Emile Durkheim work advanced the structural-functional theory by viewing
society as built on social facts, or patterned ways of acting and thinking.
According to Robert Merton, some of these social patterns have intended
consequencies – manifest function; while the purpose of other behaviors are
not obvious – latent functions
THE SOCIAL-CONFLICT APPROACH
Conflict theorists view human society as an arena of inequalities that breed
conflicts and changes. They are concerned about how social class, race, gender and sexual orientation affect society’s distribution of wealth, power
and prestige. While structural-functional approach is concerned with how a
social structure promotes stability within a society, the social-conflict
approach focuses on the social struggle between the dominant and the
disadvantaged groups within a society - an analysis that Herbert Spencer
referred to as Social Darwinism. He likened the society to the human body
with different organs necessary for survival.
For conflict theorists like Carl Max, the twentieth was a very important
century, in terms of sociological events.
His socio - economic ideas were adopted by the Bolsheviks who won
the class struggle of the Russian society. On the US home front,
race and gender conflict analysis required new approaches.
THE GENDER-CONFLICT APPROACH
The gender-conflict perspective focuses on gender inequality, and is
linked to feminism which advocates equality between men and women.
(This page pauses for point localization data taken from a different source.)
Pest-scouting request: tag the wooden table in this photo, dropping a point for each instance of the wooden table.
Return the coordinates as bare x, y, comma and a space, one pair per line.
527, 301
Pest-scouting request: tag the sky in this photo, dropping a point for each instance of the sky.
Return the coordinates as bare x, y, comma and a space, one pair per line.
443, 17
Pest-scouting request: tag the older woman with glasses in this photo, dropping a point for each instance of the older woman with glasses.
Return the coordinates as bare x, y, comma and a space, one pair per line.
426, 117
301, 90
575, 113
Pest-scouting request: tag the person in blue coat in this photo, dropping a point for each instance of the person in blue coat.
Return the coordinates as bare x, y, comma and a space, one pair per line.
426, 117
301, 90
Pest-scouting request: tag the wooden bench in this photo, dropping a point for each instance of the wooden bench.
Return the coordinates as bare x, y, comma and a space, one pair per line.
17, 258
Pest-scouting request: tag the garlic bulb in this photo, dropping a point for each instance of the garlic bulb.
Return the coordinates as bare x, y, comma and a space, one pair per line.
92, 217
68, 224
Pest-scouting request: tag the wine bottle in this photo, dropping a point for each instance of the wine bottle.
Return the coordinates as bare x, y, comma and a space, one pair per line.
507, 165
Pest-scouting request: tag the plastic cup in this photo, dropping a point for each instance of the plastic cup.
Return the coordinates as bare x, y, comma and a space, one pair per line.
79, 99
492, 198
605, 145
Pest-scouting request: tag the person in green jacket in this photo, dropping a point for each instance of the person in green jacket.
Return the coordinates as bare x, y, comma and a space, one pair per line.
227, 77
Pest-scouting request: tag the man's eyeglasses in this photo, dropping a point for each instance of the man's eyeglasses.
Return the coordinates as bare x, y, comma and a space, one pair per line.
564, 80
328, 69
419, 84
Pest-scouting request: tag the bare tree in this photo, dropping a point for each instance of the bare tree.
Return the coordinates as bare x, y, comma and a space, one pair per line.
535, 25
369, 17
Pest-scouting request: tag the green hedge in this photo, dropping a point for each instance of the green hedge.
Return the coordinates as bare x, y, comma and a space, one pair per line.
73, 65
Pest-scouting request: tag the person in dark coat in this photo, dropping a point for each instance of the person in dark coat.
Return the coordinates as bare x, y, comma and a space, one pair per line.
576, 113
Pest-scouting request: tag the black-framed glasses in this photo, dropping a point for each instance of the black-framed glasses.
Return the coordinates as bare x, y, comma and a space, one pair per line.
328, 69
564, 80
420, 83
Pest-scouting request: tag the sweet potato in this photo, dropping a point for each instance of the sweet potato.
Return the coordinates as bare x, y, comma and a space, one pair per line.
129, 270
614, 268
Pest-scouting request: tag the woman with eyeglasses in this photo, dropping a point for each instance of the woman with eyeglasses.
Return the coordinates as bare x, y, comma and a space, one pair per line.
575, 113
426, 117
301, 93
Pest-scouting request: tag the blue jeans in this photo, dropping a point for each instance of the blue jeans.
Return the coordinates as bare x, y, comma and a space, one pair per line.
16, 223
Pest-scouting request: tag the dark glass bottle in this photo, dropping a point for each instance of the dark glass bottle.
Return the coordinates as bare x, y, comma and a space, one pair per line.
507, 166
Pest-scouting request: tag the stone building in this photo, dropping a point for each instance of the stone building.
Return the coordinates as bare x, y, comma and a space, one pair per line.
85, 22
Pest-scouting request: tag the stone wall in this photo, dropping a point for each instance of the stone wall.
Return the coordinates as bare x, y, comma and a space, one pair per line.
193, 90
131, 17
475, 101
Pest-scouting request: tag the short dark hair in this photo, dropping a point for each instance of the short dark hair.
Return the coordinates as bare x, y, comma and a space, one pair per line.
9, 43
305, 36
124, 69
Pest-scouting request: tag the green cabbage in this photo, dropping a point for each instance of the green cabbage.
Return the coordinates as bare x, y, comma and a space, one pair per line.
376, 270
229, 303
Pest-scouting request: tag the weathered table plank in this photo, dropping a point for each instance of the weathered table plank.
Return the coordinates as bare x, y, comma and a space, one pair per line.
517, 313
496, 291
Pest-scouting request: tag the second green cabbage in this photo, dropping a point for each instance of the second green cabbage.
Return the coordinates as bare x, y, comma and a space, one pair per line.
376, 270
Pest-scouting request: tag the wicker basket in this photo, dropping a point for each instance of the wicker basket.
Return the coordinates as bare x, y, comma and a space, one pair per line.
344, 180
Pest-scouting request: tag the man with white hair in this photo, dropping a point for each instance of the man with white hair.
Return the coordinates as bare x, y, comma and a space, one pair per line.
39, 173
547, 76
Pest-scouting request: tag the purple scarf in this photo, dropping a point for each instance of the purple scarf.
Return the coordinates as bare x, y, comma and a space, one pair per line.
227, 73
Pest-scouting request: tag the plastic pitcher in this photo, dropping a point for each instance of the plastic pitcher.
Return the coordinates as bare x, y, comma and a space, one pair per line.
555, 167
The approach acknowledges the contributions to sociology by women such
as Jane Adams, Susan .B. Anthony and Harriet Martineau who was
considered the first woman sociologist. Jane Adams campaigned for
the underclass and women’s social equality, and was credited with founding
the Hull House Settlement for poor immigrant families.
THE RACE-CONFLICT APPROACH
The race-conflict approach focuses on social inequality and conflict between
groups of different racial and ethnic backgrounds, and advocates social
equality for ethnic minorities who endure social and economic
disadvantages. The approach also highlights the contributions by minorities
such as Ida .W. Barnet and W .E. Du Bois to the development of sociology.
THE SYMBOLIC-INTERACTION APPROACH
The symbolic approach is a framework for advancing sociological theory
based on close-up analysis of interactions between individuals in specific
settings, a process known as micro-level orientation.
The name most associated with symbolic approach is Max Weber who
emphasized the need to understand a society from the point of view of
individuals who live in it. In the symbolic approach view of society, the
reality people experience is variable and changing, depending on the
symbolic meaning they attach to it.
In conclusion, each approach helps to analyze human societies, but a fuller
understanding can only be attained by applying all three approaches.
Macionis, John J., Sociology, 11th Edition, New Jersey, Pearson, 2007.